More than half of these contain the silent letters <ugh>. These words now have nine different pronunciations: enough, though, through, thorough, plough, cough, ought, draught, hiccough. Some newspapers, on their own initiative, have phoneticised hiccough to hiccup.

Other words urgently needing reformed spelling are:- says and similar words pronounced as a short <e>; highly unphonetic spelling like tongue, yacht, queue, foreign, one, once, people, women.

We would appreciate your opinion.



Richard Lung, England.
[See Journal and Newsletter articles by Richard Lung, Anthology, SPB article by Reginald Deans.]

I have just heard of the death of Dr Reg Deans from a fall earlier this year. He would have been almost 94 years of age. Reg was one of the most active of spelling reformers. He introduced hundreds of people thru'out the world to his Britic (<c> = <sh>) system of one sound one letter, solely by making more rational use of the existing set of English letters. In the Society's Newsletter I once compared his system with that of Dr Mont Follick. His book Universal Language and Simplified Spelling is the definitive presentation of his reformer's vision.

Reg was not very communicative about himself, as he was about Britic. He expected people to take his reform on its merits and not because of who he was. It was over a year of correspondence before I found out he was a doctor of physics and engineering. He came to see me on his holidays, and brought one of Bernard Shaw's famous postcards, dated 1950, the last year of Shaw's life. Reg had visited Bernard or GBS, as he was called. Shaw, with the kind of courtesy for which he was exceptional, had sent the card after, in acknowledgment of the visit. Having had the privilege of meeting Reg, I can tell you that he was also a courteous and refmed man to talk to. And he told me a few things of interest, I hope, to other spelling reformers.

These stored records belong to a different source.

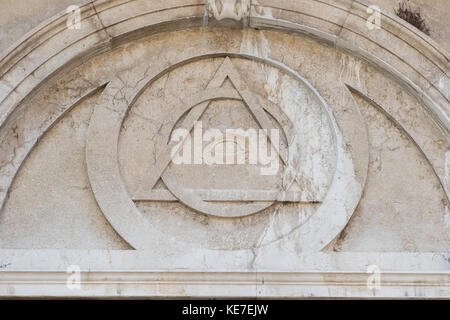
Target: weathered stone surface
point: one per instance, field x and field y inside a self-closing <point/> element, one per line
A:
<point x="90" y="150"/>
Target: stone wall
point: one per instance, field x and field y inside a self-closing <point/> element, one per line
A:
<point x="352" y="120"/>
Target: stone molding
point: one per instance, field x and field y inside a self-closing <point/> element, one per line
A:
<point x="122" y="274"/>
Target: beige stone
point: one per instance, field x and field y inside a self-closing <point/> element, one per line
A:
<point x="88" y="125"/>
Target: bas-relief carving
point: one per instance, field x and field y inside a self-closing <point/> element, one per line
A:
<point x="281" y="223"/>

Reg met all the great names, including Shaw, Mont Follick and Sir James Pitman. As far back as before the First World War, language was a preoccupation, when he taught English to Chinese students. During the interwar years he lived at Filey, near Scarboro, and often revisited this area. In the Second World War he worked on aircraft design at Farnborough. He retired after the war, and caravaned around Europe, meeting many people to convert to his ideas on spelling reform. But owing to his great age, most of his contemporaries died before him. Still he kept getting the message across. Once, an intelligent 12-year-old girl found one of Reg's Britic leaflets and wrote to him in the reformed spelling. She remarked her classmates thought she was 'bonkers' and that she was working up courage to approach her English teacher on the subject. When the House of Lords debated spelling reform, some of their Lordships received Reg's scheme favorably and one said of Britic that it was the kind of reform he would like to see.

Had Reg been less modest and reserved about his distinguished career, his crusade for reason in English literacy might have been more listened to. But his example taught me this: we are all familiar with fame that lacks greatness, but how often do we appreciate greatness that lacks fame?